Exploratory data analysis. Neighbours graph

networks

eda

Author

René Valenzuela

Published

December 7, 2023

Modified

September 29, 2024

Introduction

We want to study the heterogeneity of the sample and how is the target distributed along the samples. To do so we will first identify groups of observations that are close to each other (small cluster) and then we will represent this on a graph.

We will define a hierarchical? similarity metric where first we define similarity metrics across each variable and then a higher order? metric which is simply the sum of the similarities for each metric.

The similarity metric for each variable will depend on the type of the variable:

Binary or nominal: The similarity will be 1 if they agree on value and 0 otherwise.
Ordinal: The similarity will be 1 if they share the same value, 0.5 if they differ in only one level and 0 otherwise.
Continuous: Define two thresholds \(t_{1}\) and \(t_{2}\) with \(t_{1} < t_{2}\). Calculate the distance between two instances \(d_{i,j}\). Then, the similarity \(s_{i,j}\) is, \[ s_{i,j} = \begin{cases} 1 & d_{i,j \leq t_{1}} \\ 0.5 & t_{1} < d_{i,j \leq t_{2}} \\ 0 & \text{otherwise} \end{cases} \]
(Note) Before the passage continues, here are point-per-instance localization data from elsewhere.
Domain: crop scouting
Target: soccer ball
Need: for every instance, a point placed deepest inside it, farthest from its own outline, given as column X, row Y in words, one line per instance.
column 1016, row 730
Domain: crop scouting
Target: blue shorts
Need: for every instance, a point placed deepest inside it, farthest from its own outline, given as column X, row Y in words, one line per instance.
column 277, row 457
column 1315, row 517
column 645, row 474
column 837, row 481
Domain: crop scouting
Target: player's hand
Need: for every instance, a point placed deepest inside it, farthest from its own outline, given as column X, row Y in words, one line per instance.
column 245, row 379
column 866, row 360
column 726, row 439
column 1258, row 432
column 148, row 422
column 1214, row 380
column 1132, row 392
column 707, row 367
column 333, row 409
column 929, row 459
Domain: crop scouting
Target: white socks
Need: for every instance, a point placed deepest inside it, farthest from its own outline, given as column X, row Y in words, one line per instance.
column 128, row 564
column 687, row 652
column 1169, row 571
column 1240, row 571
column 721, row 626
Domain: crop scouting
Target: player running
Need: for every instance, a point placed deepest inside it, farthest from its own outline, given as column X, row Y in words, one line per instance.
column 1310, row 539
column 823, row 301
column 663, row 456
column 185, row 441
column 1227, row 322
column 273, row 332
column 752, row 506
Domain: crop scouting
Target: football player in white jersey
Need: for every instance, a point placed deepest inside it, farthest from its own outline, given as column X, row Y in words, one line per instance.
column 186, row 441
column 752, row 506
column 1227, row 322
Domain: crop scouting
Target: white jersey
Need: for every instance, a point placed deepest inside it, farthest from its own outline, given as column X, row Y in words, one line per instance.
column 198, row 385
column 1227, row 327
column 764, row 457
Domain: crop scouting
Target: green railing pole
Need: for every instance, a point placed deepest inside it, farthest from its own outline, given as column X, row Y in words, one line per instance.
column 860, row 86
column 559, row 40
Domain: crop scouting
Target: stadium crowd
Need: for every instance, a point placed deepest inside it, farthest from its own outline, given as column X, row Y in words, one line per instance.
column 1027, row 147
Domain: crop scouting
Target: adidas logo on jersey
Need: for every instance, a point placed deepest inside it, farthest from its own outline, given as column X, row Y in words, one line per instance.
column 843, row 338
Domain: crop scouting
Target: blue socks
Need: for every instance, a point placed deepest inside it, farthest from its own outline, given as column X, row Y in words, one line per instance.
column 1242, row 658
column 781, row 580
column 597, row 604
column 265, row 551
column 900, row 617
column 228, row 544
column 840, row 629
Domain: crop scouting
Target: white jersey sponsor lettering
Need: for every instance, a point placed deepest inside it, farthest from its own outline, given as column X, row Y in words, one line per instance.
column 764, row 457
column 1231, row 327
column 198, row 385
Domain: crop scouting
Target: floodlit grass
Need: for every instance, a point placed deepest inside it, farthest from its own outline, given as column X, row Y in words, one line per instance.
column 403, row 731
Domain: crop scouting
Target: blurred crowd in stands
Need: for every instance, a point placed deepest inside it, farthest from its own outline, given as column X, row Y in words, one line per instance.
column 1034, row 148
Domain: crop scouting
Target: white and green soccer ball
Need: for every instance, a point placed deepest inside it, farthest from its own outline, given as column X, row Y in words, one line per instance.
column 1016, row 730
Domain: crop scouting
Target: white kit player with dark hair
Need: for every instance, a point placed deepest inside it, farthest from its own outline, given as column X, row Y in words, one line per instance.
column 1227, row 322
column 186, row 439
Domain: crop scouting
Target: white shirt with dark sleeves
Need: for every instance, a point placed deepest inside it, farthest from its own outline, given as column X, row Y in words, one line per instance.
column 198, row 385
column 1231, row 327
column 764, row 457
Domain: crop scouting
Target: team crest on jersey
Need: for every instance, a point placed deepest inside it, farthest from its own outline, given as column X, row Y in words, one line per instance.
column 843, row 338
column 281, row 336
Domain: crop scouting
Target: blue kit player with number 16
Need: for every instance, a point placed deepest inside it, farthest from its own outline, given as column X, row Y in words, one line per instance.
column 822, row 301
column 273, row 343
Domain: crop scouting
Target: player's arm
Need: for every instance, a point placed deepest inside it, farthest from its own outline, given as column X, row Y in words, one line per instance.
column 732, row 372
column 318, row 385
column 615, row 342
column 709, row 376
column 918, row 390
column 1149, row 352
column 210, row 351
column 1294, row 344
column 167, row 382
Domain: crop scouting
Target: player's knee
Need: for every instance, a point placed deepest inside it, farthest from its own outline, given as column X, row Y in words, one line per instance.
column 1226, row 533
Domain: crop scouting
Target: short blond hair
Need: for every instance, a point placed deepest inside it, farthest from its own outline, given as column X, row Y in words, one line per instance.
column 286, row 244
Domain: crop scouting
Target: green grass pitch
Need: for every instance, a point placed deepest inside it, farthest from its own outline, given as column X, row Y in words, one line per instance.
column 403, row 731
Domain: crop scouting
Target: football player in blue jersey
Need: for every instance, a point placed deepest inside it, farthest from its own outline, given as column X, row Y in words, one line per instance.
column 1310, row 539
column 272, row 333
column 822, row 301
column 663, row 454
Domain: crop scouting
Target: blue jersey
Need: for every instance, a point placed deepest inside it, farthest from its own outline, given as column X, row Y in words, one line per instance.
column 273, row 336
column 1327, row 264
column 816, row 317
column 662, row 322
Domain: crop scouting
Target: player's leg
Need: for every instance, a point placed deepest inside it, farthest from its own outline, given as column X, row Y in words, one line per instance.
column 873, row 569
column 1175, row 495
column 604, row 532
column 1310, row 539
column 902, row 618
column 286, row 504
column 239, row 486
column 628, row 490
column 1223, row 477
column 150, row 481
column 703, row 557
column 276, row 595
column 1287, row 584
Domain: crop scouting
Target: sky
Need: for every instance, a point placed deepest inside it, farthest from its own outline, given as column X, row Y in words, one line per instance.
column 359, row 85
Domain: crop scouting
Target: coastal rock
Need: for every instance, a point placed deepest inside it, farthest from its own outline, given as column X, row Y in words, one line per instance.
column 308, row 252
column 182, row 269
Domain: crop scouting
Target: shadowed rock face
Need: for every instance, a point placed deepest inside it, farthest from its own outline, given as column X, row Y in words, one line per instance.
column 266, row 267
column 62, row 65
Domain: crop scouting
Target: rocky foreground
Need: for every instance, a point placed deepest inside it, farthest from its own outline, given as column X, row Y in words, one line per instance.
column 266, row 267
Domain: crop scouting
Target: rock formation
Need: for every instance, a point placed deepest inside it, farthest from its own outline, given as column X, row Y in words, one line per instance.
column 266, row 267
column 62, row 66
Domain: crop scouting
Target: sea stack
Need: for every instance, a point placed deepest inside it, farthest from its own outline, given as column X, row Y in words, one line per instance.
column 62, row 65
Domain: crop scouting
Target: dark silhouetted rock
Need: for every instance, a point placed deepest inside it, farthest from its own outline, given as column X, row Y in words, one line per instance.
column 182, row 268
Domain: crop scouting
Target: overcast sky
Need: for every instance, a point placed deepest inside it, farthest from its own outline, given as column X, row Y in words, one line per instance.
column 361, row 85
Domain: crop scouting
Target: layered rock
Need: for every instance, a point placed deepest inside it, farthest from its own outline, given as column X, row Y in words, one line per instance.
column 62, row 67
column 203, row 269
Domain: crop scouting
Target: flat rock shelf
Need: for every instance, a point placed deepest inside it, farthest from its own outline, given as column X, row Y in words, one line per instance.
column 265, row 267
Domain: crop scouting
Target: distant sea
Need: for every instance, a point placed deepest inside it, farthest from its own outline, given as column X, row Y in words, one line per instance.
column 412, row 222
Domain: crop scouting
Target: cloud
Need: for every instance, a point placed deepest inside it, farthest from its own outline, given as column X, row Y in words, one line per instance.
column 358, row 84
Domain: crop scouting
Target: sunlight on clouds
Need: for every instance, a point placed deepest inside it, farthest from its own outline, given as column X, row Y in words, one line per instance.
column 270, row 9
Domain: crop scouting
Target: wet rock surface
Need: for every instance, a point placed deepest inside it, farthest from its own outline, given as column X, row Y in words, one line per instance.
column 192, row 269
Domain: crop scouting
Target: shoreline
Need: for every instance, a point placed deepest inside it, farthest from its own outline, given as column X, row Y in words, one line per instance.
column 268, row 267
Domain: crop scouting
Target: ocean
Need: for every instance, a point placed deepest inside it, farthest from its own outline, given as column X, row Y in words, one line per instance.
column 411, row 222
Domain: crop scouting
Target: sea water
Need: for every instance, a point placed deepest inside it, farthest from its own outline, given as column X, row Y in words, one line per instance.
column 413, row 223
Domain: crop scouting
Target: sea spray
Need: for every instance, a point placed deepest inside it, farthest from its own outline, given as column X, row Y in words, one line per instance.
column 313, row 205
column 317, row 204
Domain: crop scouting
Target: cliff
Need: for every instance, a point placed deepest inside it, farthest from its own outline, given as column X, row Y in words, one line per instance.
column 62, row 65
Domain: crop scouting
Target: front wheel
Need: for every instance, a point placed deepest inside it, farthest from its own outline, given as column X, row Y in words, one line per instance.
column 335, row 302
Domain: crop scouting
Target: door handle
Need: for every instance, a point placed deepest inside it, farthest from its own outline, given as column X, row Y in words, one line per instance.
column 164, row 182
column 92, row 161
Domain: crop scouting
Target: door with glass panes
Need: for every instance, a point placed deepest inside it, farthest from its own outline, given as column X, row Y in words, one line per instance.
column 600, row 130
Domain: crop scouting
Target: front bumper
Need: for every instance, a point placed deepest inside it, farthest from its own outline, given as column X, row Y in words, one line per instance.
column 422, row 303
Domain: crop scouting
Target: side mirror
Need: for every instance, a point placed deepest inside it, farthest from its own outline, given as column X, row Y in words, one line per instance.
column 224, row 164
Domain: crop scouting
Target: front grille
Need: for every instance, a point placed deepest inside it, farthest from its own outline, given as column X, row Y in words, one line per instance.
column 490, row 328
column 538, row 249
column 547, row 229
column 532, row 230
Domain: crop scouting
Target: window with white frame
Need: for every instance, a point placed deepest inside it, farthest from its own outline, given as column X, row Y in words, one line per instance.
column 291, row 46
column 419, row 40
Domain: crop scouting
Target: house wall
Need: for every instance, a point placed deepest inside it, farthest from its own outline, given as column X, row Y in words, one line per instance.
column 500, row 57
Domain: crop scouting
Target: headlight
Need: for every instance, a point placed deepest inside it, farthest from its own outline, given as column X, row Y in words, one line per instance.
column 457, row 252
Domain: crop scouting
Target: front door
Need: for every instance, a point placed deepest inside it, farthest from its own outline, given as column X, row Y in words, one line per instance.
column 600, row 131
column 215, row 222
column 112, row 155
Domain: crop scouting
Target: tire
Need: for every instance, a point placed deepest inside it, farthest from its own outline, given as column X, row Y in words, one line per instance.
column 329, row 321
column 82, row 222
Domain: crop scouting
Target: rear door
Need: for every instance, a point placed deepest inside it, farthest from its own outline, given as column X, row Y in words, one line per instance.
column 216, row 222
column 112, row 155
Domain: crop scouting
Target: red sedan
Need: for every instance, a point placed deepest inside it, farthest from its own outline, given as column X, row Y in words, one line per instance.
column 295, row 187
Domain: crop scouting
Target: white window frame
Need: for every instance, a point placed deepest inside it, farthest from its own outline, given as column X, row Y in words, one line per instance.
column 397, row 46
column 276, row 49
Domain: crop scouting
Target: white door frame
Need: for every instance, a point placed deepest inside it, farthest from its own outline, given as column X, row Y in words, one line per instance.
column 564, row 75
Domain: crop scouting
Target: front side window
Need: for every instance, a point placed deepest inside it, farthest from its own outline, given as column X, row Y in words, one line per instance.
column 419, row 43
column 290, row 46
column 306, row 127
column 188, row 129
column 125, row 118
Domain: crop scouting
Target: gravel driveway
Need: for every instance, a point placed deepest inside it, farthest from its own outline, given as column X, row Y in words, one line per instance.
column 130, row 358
Implementation of similarity

def sim_score(x:pd.Series, uid:pd.Series, t1=None, t2=None):
    """
    
    Notes
    -----
    The problem with the current implementation is that we calculate all pairs of
    distances and then we prune to keep only the neighbours for each instance.

    A better approach would be to only generate neighbours as needed
    """

    # Check for type of variable
    # The method to check for category type was obtained from
    # https://pandas.pydata.org/docs/dev/user_guide/categorical.html#gotchas
    if hasattr(x, "cat"):
        # Check if categorical is ordered
        if x.cat.ordered:
            res = _sim_ord_score(x, uid)
        else:
            res = _sim_nom_score(x, uid)
    else:
        res = _sim_cont_score(x, uid, t1, t2)
    return res

def _sim_cont_score(x:pd.Series, uid:pd.Series, t1:float, t2:float) -> pd.DataFrame:
    """Compute similarity score for a continuous variable

    Parameters
    ----------
    x :
        Observations of the variable
    uid:
        Unique identifier of instance
    t1 :
        1-similarity threshold
    t2 :
        0.5-similarity threshold


    It assumes missing values are encoded as NaN and that `t1` < `t2`

    Similarity is defined based on thresholds,

        If dist(x_{1},  x_{2}) <= `t1` -> similarity = 1,
        else if `t1`<= dist(x_{1},  x_{2}) <= `t2` -> similarity = 0.5
        otherwise similarity = 0

    
    Notes
    -----
    We need to consider the following cases:
    1. Both observations are real. In this case we calculate a distance 
       and the similarity is based on the thresholds
    2. One observation is real and the other is missing (NaN). The distance is
       NaN and the similarity is 0
    3. Both obsrvations are missing. The distance is NaN and the similarity 
       will depend. We set to 1 at the beginning
    """

    # Convert into nupy array with appropriate dimension
    x_arr = np.expand_dims(x.values, axis=1) 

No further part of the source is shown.